Hi, whilst Ken has been writing his summary, I've been drawing graphs.
Using the limited figures given, a graph of the deaths in the lancet study would look a bit like this
(it really is only to give a idea its not accurate)
There are several possibilities as to why this higher rate of death at lower rates might be.
For example in the lancet study. (and I'm sure there are lots of other interpretations)
1) people who are very ill and particularly with end stage renal problems have a lower HbA1c, this could skew the data.(it was death from all causes).
2) insulin is prescribed quite later or when other methods have 'failed' in type 2 diabetes in the UK.
a)it might be a case of too little too late, the insulin reduces the HbA1c but sometimes well after the complications have developed
b) it could mean that the medication itself was the problem(as Ian) suggests
3) The quality of data used in the study might itself be a problem (doctors records)
Just to show how confusing the data is (and why you can't make a blanket interpretation)
This slide shows some of the data from the ACCORD study.
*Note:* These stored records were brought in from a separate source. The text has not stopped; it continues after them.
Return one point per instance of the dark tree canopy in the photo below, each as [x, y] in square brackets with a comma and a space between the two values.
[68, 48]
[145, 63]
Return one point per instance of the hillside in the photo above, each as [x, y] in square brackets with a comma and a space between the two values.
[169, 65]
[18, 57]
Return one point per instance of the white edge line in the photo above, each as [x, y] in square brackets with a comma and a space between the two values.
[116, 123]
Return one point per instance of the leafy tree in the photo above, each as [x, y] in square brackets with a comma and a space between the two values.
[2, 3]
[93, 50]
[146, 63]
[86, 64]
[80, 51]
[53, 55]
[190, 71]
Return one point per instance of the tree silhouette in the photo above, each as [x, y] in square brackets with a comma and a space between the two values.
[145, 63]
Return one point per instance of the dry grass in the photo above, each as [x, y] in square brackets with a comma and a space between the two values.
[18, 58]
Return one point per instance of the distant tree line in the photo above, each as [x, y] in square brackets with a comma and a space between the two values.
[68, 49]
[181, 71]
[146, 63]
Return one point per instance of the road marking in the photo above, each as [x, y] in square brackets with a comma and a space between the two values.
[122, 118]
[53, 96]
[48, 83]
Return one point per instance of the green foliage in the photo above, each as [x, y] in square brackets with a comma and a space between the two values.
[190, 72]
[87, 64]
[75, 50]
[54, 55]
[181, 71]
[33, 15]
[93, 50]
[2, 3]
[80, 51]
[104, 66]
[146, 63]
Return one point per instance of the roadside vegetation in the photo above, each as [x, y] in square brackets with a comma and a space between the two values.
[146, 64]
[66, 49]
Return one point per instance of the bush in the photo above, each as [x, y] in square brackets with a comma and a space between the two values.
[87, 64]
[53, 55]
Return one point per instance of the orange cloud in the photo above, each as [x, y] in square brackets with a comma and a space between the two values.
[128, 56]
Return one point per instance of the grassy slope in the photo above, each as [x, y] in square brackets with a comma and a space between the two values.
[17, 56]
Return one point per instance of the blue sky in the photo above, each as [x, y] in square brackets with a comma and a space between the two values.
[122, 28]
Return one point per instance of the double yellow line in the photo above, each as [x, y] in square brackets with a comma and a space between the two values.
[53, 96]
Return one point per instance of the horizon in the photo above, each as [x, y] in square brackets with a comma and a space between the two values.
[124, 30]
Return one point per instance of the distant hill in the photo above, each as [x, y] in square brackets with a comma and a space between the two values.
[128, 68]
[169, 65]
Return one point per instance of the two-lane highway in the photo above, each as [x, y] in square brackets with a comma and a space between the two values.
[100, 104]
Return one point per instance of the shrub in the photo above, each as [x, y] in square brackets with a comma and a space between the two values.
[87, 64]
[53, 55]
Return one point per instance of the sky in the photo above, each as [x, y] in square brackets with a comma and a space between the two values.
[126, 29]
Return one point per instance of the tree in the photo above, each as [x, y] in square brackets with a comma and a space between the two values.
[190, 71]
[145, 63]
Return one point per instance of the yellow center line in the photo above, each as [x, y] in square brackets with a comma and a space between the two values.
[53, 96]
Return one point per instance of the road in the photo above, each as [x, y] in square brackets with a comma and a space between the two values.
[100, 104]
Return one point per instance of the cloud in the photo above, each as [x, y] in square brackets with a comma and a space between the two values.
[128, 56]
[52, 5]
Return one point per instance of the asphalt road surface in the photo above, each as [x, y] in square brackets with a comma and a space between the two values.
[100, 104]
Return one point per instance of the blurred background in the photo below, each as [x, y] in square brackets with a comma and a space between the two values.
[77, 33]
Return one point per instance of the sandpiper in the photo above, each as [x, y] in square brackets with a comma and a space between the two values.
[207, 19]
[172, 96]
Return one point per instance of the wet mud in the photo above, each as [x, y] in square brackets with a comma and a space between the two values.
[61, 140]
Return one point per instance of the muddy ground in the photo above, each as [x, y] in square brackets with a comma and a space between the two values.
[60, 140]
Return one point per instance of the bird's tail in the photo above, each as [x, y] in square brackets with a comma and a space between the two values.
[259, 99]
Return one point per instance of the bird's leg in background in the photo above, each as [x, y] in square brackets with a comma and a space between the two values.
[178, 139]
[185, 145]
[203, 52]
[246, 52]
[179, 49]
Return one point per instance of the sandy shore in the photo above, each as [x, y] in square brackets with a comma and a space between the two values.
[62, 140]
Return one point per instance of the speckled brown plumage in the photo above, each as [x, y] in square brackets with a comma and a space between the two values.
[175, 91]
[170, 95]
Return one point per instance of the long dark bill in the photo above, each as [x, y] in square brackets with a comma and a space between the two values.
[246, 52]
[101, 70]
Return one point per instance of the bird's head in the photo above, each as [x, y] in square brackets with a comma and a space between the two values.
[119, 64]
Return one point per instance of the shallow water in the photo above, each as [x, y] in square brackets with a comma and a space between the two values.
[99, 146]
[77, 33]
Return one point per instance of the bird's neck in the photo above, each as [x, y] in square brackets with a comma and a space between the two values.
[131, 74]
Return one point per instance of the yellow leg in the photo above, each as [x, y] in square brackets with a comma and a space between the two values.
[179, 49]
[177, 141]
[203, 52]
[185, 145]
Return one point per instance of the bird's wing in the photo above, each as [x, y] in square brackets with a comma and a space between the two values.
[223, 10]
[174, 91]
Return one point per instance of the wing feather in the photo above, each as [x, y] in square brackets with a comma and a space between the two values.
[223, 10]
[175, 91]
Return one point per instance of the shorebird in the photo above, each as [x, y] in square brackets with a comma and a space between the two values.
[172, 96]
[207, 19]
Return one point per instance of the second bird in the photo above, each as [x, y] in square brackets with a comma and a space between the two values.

In this one there was a higher mortality rate in the intensive arm... this is the one medicated to achieve a lower HbA1c, but even in this arm there were fewer deaths than in other studies. Also in this intensive arm there was a reduced risk of non fatal complications.
Moral: people need to have targets based upon their indivdual circumstances. For some low levels will not be appropriate.
There is a line of thought that diabetes (particularly T1, with DAFNE) can be controlled by medication, while eating normally. That is where Hana & I & others take issue. A reduced carb diet will not have such adverse effects. Hana's husband has been T1 for many years
I really don't know what grounds you have for this statement. Using injected insulin in a way that attempts to mimick the natural functions of endogenous insulin seems to me to be a very sensible practice, where is the evidence for adverse effects?